Update the README and add English version

hiddenblue · hiddenblue · commit 6dafebeeb644 · 2024-12-13T23:12:53.000+08:00
diff --git a/.github/workflows/nuitka.yml b/.github/workflows/nuitka.yml
@@ -25,6 +25,7 @@ jobs:
         run: |
           python -m pip install --upgrade pip
           pip install -r requirements.txt
+          pip install imageio
 
       - name: Install Nuitka
         run: pip install nuitka
@@ -57,6 +58,7 @@ jobs:
         run: |
           python -m pip install --upgrade pip
           pip install -r requirements.txt
+          pip install imageio
 
       - name: Install Nuitka
         run: pip install nuitka
diff --git a/README.adoc b/README.adoc
@@ -1,25 +1,25 @@
 = Pubmedsoso =
 :toc:
 
-image:assets/icon.png[Pubmedsoso]
-
-一个自动批量提取pubmed文献信息和下载免费文献的小工具
+*Language*: link:README.adoc[English] | link:README_CN.adoc[简体中文]
 
-== 主要功能 ==
+image:assets/icon.png[Pubmedsoso]
 
-自己写的基于aiohttp pandas和xpath 的pubmed文献信息爬取和下载的工具，按照你给定的参数，按你的要求获取相关的文献信息，并且下载对应文献的PDF原文
+A small tool for automatically extracting PubMed literature information and downloading free literature in bulk.
 
-下载速度大概是1s一篇，同时能够提取文献的大部分信息，并自动生成excel文件，包括文献标题，摘要，关键词，作者名单，作者单位，是否免费，是不是review类型等信息。
+== Features ==
+A tool for crawling and downloading PubMed literature information, written based on `aiohttp`, `pandas`, and `xpath`. It retrieves relevant literature information according to the parameters you provide and downloads the corresponding PDF originals.
 
-自动下载后，会将部分信息储存在本地的文本文件中，供参考，检索数据会储存在sqlite3数据库中，最后执行完成后，自动导出所有信息，生成一个Excel文件。
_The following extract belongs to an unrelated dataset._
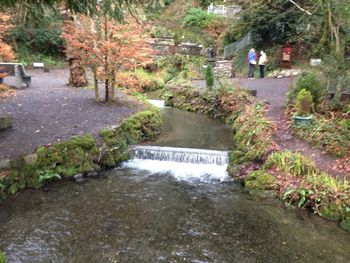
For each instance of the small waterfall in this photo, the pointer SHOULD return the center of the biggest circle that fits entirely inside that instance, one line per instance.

+The download speed is approximately 1 second per article. It can extract most of the literature information and automatically generate an Excel file, including details such as the title, abstract, keywords, author list, author affiliations, whether it is free, and whether it is a review type.
 
-== 依赖模块 ==
+After automatic downloading, some information is stored in local text files for reference, and search data is stored in an `sqlite3` database. Finally, after execution, all information is automatically exported and an Excel file is generated.
 
-* 基于python3.9，主要使用了pandas, xpath, asyncio, aiohttp
+== Dependencies ==
+_Based on Python 3.9, also supports higher versions. Mainly uses `pandas`, `xpath`, `asyncio`, `aiohttp`._
 
-* 项目页面右边的Release当中有Nuitka打包成的exe执行文件，自带所有依赖，可以直接下载后在windows下命令行执行使用。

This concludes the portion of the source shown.